Can a Lollipop Cure Hiccups?
A Connecticut teen’s invention uses candy to combat hiccups
Mallory, 13, is currently getting her new company up and running. (Andrew Sullivan for The New York Times / Redux)
In the summer of 2010, Mallory Kievman had a stubborn case of hiccups. She tried every cure she had ever heard of—gargling salt water, drinking water upside down, and even sipping pickle juice! Now, almost two years later, she has perfected a cure of her own: the Hiccupop, a hiccup-stopping lollipop.
Mallory, now 13, started out by doing a lot of research on hiccup cures. She learned about experiments from the 1970s—such as testing sugar on the back of the tongue as well as experimenting with cats—that tried to determine why hiccups occur.
The new Hiccupops are a combination of Mallory’s favorite hiccup cures—lollipops, apple cider vinegar, and sugar. After testing 40 different batches of hiccup-stopping lollipops, she finally found a stable formula.
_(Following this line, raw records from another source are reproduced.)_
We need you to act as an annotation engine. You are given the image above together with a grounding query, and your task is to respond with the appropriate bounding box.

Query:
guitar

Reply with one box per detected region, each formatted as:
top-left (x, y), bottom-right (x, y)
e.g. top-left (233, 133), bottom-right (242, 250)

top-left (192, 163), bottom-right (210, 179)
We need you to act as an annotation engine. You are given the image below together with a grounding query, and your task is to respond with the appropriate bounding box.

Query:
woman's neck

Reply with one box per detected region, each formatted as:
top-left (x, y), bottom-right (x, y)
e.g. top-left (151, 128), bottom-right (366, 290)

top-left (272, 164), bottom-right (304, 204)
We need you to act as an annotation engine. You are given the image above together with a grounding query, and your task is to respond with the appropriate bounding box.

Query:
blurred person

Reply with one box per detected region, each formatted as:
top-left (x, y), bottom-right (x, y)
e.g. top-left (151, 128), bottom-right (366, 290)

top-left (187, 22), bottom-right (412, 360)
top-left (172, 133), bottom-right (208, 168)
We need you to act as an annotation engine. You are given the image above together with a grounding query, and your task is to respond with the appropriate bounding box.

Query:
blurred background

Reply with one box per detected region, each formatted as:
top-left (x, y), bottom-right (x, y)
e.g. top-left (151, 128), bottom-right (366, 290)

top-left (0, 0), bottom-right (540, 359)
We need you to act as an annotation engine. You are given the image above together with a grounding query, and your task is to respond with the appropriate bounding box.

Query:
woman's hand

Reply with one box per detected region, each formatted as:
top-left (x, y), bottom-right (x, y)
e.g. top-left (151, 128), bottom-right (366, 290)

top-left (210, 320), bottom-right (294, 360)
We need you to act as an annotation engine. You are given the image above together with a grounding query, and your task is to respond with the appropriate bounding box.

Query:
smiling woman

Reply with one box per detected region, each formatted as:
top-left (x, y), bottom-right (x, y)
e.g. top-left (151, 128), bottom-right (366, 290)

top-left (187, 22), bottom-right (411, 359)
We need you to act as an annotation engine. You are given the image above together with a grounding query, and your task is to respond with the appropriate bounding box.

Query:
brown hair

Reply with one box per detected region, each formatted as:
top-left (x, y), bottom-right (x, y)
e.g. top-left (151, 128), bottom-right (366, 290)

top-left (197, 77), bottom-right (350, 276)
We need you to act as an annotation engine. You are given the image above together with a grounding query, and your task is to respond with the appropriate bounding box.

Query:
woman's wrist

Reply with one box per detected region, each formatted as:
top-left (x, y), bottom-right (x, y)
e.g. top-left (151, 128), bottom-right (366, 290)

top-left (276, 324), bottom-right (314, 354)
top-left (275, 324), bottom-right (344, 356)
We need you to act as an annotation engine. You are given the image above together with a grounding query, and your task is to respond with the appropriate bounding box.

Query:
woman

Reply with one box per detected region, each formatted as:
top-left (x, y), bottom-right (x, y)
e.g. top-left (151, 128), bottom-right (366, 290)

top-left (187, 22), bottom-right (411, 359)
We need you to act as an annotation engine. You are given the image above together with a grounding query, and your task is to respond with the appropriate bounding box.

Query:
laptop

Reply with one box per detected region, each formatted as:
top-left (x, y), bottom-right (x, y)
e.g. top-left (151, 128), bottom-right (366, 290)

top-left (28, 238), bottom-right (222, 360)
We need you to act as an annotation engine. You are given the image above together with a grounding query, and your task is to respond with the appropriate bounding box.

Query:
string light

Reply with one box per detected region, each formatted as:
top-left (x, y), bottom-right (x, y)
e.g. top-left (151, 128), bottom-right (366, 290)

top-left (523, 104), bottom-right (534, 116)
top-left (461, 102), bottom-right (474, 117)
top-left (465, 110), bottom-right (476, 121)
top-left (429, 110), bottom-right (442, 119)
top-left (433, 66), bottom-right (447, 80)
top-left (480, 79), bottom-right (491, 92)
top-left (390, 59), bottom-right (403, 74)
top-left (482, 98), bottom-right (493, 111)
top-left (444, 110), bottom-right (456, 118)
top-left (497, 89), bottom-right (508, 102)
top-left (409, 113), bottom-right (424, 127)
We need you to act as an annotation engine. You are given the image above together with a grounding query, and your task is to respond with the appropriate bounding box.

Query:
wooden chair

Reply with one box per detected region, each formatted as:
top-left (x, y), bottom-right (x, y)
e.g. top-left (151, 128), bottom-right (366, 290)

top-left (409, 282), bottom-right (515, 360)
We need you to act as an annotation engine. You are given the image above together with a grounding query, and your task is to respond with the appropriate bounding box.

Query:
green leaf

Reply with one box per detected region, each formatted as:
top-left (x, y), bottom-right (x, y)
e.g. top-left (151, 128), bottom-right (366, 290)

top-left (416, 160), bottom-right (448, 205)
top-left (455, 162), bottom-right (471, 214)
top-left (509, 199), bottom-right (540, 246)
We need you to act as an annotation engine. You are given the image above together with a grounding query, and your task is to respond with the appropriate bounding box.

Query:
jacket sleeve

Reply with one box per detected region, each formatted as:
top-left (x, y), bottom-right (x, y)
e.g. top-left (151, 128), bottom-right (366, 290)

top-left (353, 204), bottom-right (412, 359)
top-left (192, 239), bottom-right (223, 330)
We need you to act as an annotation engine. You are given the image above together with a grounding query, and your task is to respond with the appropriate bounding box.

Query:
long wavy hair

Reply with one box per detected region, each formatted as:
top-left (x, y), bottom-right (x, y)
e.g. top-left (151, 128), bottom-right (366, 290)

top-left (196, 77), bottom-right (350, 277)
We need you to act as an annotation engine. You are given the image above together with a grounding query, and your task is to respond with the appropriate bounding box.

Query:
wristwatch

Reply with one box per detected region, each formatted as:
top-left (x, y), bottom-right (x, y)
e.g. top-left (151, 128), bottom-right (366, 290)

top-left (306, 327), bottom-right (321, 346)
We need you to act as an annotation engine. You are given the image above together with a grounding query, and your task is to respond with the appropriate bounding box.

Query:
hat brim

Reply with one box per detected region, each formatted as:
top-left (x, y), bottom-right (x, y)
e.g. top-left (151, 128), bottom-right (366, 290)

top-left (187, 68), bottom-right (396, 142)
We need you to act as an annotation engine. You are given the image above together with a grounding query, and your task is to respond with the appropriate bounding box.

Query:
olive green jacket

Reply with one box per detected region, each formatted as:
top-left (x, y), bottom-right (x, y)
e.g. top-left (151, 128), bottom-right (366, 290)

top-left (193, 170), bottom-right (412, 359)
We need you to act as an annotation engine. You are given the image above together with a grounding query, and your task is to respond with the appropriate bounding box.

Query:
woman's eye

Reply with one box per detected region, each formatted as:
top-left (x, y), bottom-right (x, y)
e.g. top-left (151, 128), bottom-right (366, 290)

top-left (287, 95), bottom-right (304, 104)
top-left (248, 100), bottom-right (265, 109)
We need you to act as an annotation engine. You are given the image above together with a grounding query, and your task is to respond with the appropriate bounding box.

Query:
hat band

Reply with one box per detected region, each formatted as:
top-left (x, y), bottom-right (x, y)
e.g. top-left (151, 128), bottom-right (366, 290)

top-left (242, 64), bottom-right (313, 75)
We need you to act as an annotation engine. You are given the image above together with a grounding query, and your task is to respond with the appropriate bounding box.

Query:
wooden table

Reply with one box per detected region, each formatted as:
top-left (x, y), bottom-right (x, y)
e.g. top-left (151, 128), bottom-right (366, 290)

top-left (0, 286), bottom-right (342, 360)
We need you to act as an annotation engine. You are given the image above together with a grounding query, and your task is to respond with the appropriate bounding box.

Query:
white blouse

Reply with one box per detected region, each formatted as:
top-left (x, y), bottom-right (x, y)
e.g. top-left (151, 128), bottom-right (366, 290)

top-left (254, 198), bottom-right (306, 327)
“It triggers a set of nerves in your throat and mouth that are responsible for the hiccup reflex arc,” Mallory tells The New York Times. (A reflex is an automatic action.) “It basically overstimulates those nerves and cancels out the message to hiccup.”
Hiccups are uncontrollable twitches that occur in your diaphragm, a muscle across the bottom of your rib cage. This reflex usually stops on its own after a few minutes, but occasionally it can last much longer. For most people, hiccups are not a big deal, but they can be uncomfortable and annoying if they last a long time.
Last year, Mallory’s Hiccupops won a prize in the Connecticut Invention Competition, a contest for kid inventors.
As part of her prize, a group of lawyers will file a patent on her behalf. A patent is a set of documents that say an inventor created something. The patent gives that person the exclusive, or only, right to make the invention.
At the contest, Mallory met Danny Briere, a businessman who is helping her set up a new business selling the Hiccupops. A team of business school students from the University of Connecticut is also helping Mallory market and sell the Hiccupops.
Mallory hopes that nurses around the country will keep her invention on their shelves. The hiccupops may be useful to cancer patients, who can suffer from continual hiccups as a result of their treatments.
What advice does Mallory have for other young entrepreneurs, or business people? She says in an interview: “Carve out a lot of time. And keep pushing for it. If you know you want to do it, you know there’s a specific goal in mind, don’t take no for an answer.”